Kate Disher-Quill: It was when I was 10 and fitted with my first pair of hearing aids that I realised I had a “problem”. I hated the idea that I had a “disability” and I simply denied it. To me it was an issue associated with older people (the only other person I knew who wore hearing aids was my grandmother). I felt that people would judge me and think I was less capable. I got through high school and uni, talking very little about it, and rarely wearing the four pairs of hearing aids I was given over those 15 years. Rejecting my deafness and refusing to wear my hearing aids is not something I am proud of, but as a way of overcoming it, I created the Right Hear, Right Now project.

BS: How does hearing loss affect the day-to-day life of a young person in ways people might not expect?
KDQ: Deafness and hearing loss affect people in a number of different ways, as we all experience sound differently. Throughout my life there have been certain situations that were more difficult than others. There are little, everyday things that I’ve learnt to deal with and accept, like the awkwardness of missing punchlines or realising you’ve misheard a question and answered incorrectly.

As a teenager, it was sleepovers that I found the most difficult. I was always the first one asleep because attempting to listen to gossip in the dark was pointless. It was also when I realised that I relied on lip reading.

Surprisingly, to many people, I found working in the louder environment of a bar far easier than working in an office. In a bar, people will yell loudly and it is often expected that you would have to ask people to repeat things and get them to talk close to your ear in order to hear over the noise. In an office, however, people will talk to you from across the room, from behind you or whisper if it’s a private conversation.

BS: What is Right Hear, Right Now?

KDQ: Two years ago I read an article about a woman who was my age and was a photographer who was deaf.

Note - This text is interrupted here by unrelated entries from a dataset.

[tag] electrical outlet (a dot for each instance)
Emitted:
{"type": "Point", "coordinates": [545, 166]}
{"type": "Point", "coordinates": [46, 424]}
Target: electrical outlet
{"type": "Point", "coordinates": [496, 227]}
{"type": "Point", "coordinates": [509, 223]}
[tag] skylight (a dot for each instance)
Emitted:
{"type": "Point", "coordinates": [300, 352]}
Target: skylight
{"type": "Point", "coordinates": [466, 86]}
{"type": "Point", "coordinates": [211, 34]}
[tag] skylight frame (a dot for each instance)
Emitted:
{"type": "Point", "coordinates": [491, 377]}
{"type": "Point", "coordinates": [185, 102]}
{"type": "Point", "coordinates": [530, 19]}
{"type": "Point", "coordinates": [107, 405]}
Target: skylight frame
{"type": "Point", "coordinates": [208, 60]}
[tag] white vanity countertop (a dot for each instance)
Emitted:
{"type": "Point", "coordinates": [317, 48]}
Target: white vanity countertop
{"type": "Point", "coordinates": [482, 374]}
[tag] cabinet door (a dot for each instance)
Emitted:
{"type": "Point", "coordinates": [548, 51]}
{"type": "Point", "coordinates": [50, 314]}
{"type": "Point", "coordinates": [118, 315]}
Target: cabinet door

She discussed the awkwardness in social situations, the embarrassment of being a teenager and not wanting to tell boys she was deaf, and the satisfaction of finding a DVD with subtitles. I felt like I was reading about myself and I felt an incredible sense of comfort that these insecurities I had were not something to be ashamed of, and that ultimately there were others who clearly experienced the same. For the first time in my life I actually realised that having hearing loss was a part of who I am, part of my identity and that I should be accepting, if not proud, of it.

And so I created Right Hear, Right Now – a photography and multimedia project that explores the diverse experiences of deafness and hearing loss.

The exhibition is predominantly photography, however since it is about an issue that is multilayered itself, I believed it was important to include a variety of mediums. I wanted to show the beauty of sign language and so one of the films is a poetic sign-language film. I also wanted to show how deaf people experience sound and so another film is viewed while seated and you feel the sound through vibrations in the seat. There are also hearing aids, cochlear implants and other hearing devices on display.

I realised there would be so many others out there who felt the same as I did. If I could overcome my own insecurities, I wanted to be able to help others do the same.

Right Hear, Right Now launches at No Vacancy Gallery, 34–40 Jane Bell Lane, Melbourne, on Friday August 12 (6pm–9pm) and shows until August 28.

The closing-night event on Saturday August 27 from 7.30pm will be Auslan interpreted and feature a night of performances hosted by Musicians 4 Hearing.